To answer these questions, I must face a truth that my head and my heart are in constant battle with. Yes-our precious little boy, our sweet and silly 2 year old, in-fact, has only half of a working heart. For at least the past year, we have rested in a peace that only our GREAT GOD can deliver. We have received blessing after blessing in our day-to-day lives since Jonah's recovery from his Glenn surgery. But this "comfort zone" that we have become so familiar with and...have enjoyed so immensely seems to be crumbling underneath our feet. I don't like it. I am really scared of it.
When I think of the How's and Why's of Jonah's heart, I actually feel very content. Very confident. I know without the shadow of a doubt that Jesus has given us the most amazing gift in our son's life. When I was about 22 weeks pregnant with Jonah, Rob and I had a very discerning conversation with God. Right there- in the waiting room of the doctors office. From that moment to present day, I have felt free of the burdening thought that anything different from Jonah's life being the most joyful and successful is even possible. But as I think of WHEN we got to this point, only days away from his 3rd planned open heart surgery, I must admit that I am very scared. This fear keeps creeping in. It seems heavy. And these are moments when it is my head that wins the battle. For, surely, it is my heart that holds that sacred place of peace.

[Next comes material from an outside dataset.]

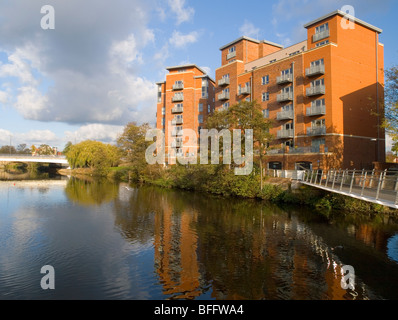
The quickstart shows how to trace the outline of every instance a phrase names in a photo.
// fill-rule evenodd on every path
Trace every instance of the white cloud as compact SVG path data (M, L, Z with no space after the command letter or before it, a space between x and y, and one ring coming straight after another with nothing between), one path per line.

I get so sad when I think of the tease that is the time we've spent between Jonah's Glenn and Fontan. How did it go so fast? Did we make every moment count? When I really wrestle with why I feel so scared and so sad, the one thing I keep coming up with is having to watch Jonah go through this difficult procedure. It has been our privilege to guard and to protect him, to love and to nurture him. We are totally wrecked with the idea of letting him go...into the hands of his surgeons, under the abyss of anesthesia, to experience and endure the pain of recovery. We want take to take all of that away from him and take on all that weight upon our own shoulders. But if there ever was a 2 year old who can handle all of this, it is our mighty warrior. We have said this before, but when Jonah is faced with any kind of adversity, even the slightest bit of challenge... he will flourish...he will overcome. Any parent we have ever talked to, that of a child with a CHD or not, says that these types of life events are always harder on Mom and Dad. So much harder...I am not sure I even want Jonah to know. I want him to think of us as his brave and fearless parents.
With that, it seems like I have taken all of you on a bit of the emotional roller coaster that we have been on since waking up this past Sunday morning. I can't tell you how exciting it will be to get off this ride, to get on the other side of the Fontan. The anticipation of it seems like cruel and unusual punishment but we will get to the other side. And we will be witnesses to yet another miracle in our lives!! Of this I am absolutely sure!!! I know 5, 10, 20 years down the road we will be asking ourselves the same question..."When the heck did we get here??" And then Jonah will recount all of the memories of his triumphant life from kindergarten, to college, to marriage...and we will wonder no more. Praise God!
We love you to the moon--
and back, little buddy!!!
((Hugs)) I remember have all the same feelings before Aly's Fontan. I wish there was something I could say to make it better but the only thing that makes it better is when it's over and you are home again with your sweet boy. Jonah has proven what a strong heart warrior he is and you will be there with him every step of the way while he recovers. Sending thoughts and prayers for your whole family!!!